OSLO (Reuters) - Rig firm Seadrill, which last year filed for bankruptcy protection in a U.S. court, is working towards a comprehensive deal with all its creditors that could be concluded this week, it said in a court filing late on Friday.
Once the largest drilling rig operator by market value, Oslo-listed Seadrill filed its bankruptcy case in Texas on Sept. 12 after being hit hard by cutbacks in oil company investment following a steep drop in crude prices.
The company, controlled by Norwegian-born billionaire John Fredriksen, has been working with creditors on a restructuring plan to bring in more than $1 billion in fresh funding, allow it to maintain its fleet of rigs and pay creditors and staff.
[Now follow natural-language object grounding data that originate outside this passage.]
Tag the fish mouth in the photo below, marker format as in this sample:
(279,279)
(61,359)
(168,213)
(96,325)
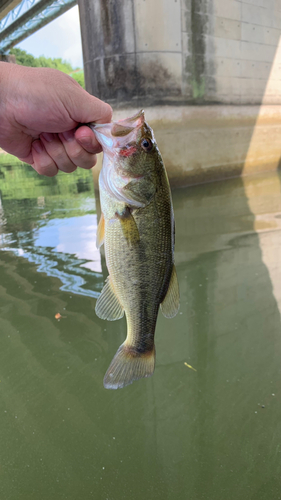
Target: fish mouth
(116,135)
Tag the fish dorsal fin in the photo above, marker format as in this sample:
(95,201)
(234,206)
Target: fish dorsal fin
(129,227)
(100,232)
(108,305)
(171,303)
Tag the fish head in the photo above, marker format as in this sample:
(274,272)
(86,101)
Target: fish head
(131,160)
(129,144)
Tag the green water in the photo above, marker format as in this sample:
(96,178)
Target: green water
(213,433)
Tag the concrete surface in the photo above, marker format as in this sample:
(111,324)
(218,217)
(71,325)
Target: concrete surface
(206,143)
(148,52)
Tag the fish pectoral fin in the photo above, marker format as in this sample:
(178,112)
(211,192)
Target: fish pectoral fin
(127,366)
(129,227)
(141,190)
(100,232)
(171,303)
(108,305)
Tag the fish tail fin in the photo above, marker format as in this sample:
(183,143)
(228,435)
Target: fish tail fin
(127,366)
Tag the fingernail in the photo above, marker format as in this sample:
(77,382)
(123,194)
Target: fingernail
(48,137)
(37,146)
(69,135)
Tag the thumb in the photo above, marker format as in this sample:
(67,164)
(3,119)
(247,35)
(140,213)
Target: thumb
(85,108)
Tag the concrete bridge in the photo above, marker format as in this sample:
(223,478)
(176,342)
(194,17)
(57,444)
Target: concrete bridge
(208,73)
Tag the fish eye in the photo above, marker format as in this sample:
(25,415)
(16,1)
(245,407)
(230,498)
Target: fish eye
(146,144)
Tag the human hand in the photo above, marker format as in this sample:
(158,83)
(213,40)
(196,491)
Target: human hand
(40,109)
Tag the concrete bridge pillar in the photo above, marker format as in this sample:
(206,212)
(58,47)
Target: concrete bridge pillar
(133,50)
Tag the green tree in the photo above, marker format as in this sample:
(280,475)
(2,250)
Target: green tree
(25,59)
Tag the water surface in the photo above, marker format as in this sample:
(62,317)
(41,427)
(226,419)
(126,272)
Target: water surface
(212,432)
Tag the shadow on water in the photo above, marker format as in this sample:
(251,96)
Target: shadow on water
(183,433)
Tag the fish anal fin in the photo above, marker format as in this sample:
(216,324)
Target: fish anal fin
(171,302)
(128,366)
(100,232)
(129,227)
(108,305)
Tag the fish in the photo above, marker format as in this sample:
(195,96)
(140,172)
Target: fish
(137,229)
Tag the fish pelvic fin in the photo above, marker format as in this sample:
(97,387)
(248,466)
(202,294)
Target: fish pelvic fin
(108,305)
(100,232)
(128,366)
(171,302)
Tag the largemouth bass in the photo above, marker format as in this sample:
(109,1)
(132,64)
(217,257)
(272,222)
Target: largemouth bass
(137,229)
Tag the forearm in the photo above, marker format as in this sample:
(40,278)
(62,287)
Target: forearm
(39,111)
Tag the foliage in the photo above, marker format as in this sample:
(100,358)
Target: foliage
(25,59)
(20,181)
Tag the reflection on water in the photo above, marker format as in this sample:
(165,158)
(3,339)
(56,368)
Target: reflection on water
(213,433)
(56,232)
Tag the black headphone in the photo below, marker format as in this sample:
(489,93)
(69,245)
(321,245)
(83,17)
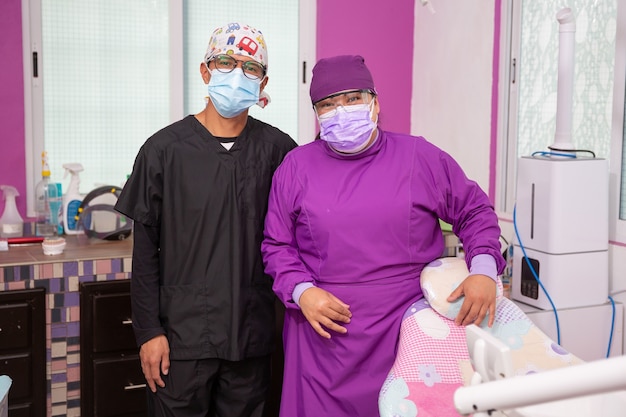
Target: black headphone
(124,226)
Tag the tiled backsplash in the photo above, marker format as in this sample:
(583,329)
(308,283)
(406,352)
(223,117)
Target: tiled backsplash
(61,281)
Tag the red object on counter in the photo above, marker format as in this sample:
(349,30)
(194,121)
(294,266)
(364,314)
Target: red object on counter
(24,239)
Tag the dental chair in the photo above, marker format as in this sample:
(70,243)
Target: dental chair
(509,370)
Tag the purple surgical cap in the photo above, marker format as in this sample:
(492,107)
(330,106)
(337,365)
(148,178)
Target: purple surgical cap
(340,73)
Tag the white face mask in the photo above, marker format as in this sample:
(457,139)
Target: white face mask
(349,128)
(232,93)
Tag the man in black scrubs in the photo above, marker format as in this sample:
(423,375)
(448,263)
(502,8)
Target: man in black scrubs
(203,308)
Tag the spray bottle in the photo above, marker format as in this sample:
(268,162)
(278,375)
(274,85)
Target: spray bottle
(11,223)
(71,199)
(44,225)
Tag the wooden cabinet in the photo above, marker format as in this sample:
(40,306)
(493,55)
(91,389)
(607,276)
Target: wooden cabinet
(111,382)
(23,350)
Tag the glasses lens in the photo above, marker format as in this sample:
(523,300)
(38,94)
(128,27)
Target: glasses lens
(329,105)
(251,69)
(224,63)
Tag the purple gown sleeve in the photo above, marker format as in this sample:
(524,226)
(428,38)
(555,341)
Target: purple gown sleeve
(466,206)
(280,248)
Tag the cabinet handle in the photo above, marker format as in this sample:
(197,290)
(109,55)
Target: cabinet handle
(131,387)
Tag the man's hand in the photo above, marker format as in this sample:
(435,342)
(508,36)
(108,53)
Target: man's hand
(480,298)
(321,308)
(155,358)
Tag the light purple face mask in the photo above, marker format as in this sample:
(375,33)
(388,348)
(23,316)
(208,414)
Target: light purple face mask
(349,128)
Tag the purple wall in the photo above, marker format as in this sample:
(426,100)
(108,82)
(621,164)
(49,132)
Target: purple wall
(12,155)
(381,32)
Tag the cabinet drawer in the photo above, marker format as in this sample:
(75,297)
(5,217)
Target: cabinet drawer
(112,327)
(15,325)
(119,385)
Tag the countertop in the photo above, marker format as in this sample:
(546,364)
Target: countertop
(78,247)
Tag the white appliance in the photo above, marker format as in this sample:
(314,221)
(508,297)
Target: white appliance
(562,217)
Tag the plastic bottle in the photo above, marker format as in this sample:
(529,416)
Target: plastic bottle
(71,199)
(11,223)
(44,190)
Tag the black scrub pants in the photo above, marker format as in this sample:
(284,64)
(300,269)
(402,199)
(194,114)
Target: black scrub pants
(213,388)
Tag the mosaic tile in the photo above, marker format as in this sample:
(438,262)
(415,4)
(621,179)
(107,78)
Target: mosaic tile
(70,268)
(103,266)
(73,284)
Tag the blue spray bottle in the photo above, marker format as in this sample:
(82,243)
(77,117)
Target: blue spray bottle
(71,199)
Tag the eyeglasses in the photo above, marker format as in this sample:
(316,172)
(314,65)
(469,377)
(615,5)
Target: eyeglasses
(251,69)
(345,99)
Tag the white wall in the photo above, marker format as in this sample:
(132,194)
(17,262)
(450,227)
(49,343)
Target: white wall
(451,105)
(452,62)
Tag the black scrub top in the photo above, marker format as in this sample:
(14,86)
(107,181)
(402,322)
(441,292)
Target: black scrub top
(203,285)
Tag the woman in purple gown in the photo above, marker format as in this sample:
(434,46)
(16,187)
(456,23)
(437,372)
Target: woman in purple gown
(352,220)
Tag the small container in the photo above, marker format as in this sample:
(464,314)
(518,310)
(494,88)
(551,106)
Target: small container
(53,246)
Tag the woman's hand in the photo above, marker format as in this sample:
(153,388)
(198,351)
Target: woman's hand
(480,299)
(324,310)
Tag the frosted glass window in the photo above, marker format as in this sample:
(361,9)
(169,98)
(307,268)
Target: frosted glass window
(593,75)
(106,84)
(278,21)
(622,206)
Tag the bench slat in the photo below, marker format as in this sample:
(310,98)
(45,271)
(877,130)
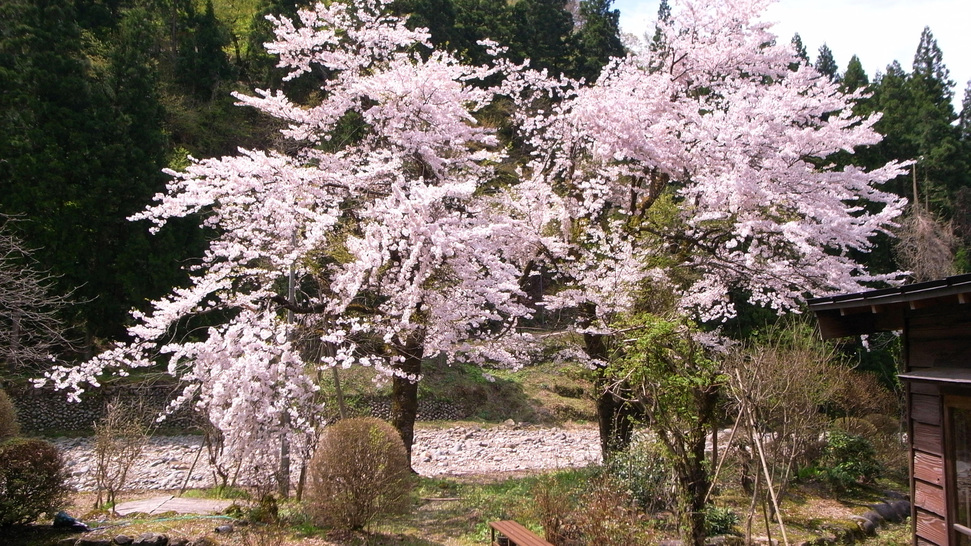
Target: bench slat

“Although not all issues are resolved at this time, discussions have coalesced around a settlement structure that, if implemented, will increase recoveries to all general unsecured creditors,” the firm said in the filing.
Crucially, discussions were trying to incorporate proposals made in two alternative plans by creditors Barclays Capital and an ad hoc group of bondholders, Seadrill said.
“The parties are working to reach a final agreement on settlement terms over the next week, and the Debtors anticipate they will further update the Court on Feb. 16, 2018 regarding the status of settlement discussions,” Seadrill added.
Fredriksen’s proposal would give unsecured bondholders a stake of about 15 percent in the company, but would wipe out stakes of its existing shareholders. The plan submitted by the bondholders would give them a bigger stake, but the precise size was unclear.
Fredriksen’s original plan is backed by 97 percent of banks, who hold about $5.7 billion in secured loans. Their approval will be needed for any amendments.